On one side of the road there were rows of bush-like trees for as far as the eye could see. Workers strapped with backpack canisters were spraying a white chemical fog that quickly dissipated in the midmorning sunlight. On the other side of the road, a tangled 50-acre patch of forest shaded a mix of fruit and coffee trees, scattered seemingly at random in the sun-mottled understory.

The chemical-intensive monoculture plantation grows cheap coffee for the international market; the other farm, an improbable island of biodiversity less than a dozen miles from San Jose, Costa Rica, produces higher quality and more expensive beans, but has a lower yield per acre.

photo of a man picking coffee cherriesphoto Counter Culture CoffeePreviously only small farmers and cooperatives could win the fair trade seal.
Now plantations can be called fair trade, too.

Raul Menendez pointed with pride to a flock of parrots chattering high in the canopy of the second plot. Those birds were the reason that he could make a go of it, he told me. He sells his beans to Bird Friendly Coffee, a program run by the Smithsonian Institute. Like other fair trade certifiers, the Smithsonian puts its label only on products that are grown in an environmentally sustainable way by workers who are paid a living wage.

Fair trade programs for coffee, cocoa, and other products have proved a boon for many small farmers like Menendez. By insuring high prices and ready markets for their crops, fair trade has helped insulate thousands from the market forces that have driven farmers off their land. Certifiers also offer low-interest loans and training programs to farmers and farmer cooperatives. Perhaps most important, fair trade involves buying from farmers directly, eliminating the extortionary middlemen.

But there is a growing rift in the fair trade movement that some believe threatens the gains made over the last three decades. Fair trade has never been one unified program, but instead is made up of a loosely knit collection of different certifiers. Now there is fear that a change in direction by the largest fair trade player in North America may imperil the small landholders that fair trade was created to help. This group, formerly TransFairUSA, recently changed its name to FairTradeUSA, a move that infuriated critics who see it as a ploy to claim ownership of an idea that was built up by the hard work of thousands. But what most worries fair trade veterans is the organization’s plan to certify coffee that comes from plantations. In the past, only coffee grown by small landholders – not coffee cultivated by plantation workers – could earn the fair trade label.

Santiago Paz of the Peruvian coffee cooperative, CEPICAFE, compares the change to “Driving a car going 70 miles an hour and they have put their foot on the gas pedal. Now it’s going 90, 100, 120 miles per hour and suddenly the small farmer in the passenger seat is flying out the window.” As Paz told a fair trade website: “They are so concerned with growing the system, advancing at all costs, that they will only end with the extinction of small farmers.”

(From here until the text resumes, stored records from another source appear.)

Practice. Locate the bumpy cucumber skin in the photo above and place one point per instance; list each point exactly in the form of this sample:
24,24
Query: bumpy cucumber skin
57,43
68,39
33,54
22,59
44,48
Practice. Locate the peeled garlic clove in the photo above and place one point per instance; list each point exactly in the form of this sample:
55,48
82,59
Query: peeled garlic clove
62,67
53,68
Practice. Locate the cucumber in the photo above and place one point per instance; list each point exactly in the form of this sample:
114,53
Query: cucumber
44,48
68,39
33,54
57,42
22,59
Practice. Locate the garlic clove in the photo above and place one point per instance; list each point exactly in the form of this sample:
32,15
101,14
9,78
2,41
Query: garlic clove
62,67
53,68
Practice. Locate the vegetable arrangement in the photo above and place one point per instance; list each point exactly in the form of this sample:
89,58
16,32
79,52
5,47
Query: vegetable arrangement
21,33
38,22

What worries Paz and some others is that the plantations already enjoy big advantages of volume and efficiency that make it hard for small farmers and co-ops to compete. Offering the fair trade label to plantation-grown coffee, he fears, may prove the nail in the coffin for many small growers.

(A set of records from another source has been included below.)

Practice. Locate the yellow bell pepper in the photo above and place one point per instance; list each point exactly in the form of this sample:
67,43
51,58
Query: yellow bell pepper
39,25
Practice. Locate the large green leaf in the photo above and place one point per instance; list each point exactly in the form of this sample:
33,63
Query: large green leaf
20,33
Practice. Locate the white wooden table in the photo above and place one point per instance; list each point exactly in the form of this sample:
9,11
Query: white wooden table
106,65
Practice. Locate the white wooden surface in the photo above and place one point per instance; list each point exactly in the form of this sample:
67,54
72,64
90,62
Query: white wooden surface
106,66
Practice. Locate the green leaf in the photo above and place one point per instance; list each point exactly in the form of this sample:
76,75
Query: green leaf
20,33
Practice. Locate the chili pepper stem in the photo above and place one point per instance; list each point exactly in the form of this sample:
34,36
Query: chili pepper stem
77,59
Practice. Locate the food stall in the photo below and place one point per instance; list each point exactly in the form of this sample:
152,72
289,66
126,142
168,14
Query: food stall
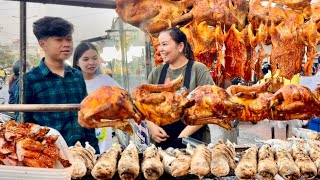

Paul Rice, CEO of FairTradeUSA, disagrees that the change will undermine the integrity of the system. “Plantation workers have been left out of the fair trade system. Now we need to help lift them out of poverty, too,” he says. Rice began his career as an advisor to a coffee co-op in Nicaragua and he says that fair trade has to grow if it is to make an impact on poverty in the Global South. “Small is not beautiful. I’ll be damned if I am the guy who disadvantages co-ops.”

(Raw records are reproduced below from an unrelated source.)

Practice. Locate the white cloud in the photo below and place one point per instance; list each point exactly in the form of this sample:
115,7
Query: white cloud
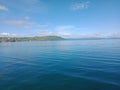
3,8
5,34
27,17
23,23
65,27
79,6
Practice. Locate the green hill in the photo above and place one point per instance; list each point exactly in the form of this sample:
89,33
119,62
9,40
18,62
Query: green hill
18,39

While Rice denies the charge that his group is watering down fair trade standards to boost sales, his critics remain wary. “The fair trade vision is to work with small-scale farms,” says Matt Earley of Just Coffee, a roaster based in Madison, WI who is working with growers to set up a new certification program. “We see one another not just as faceless producers and consumers, but as individuals joining to create a sustainable global economy and society.”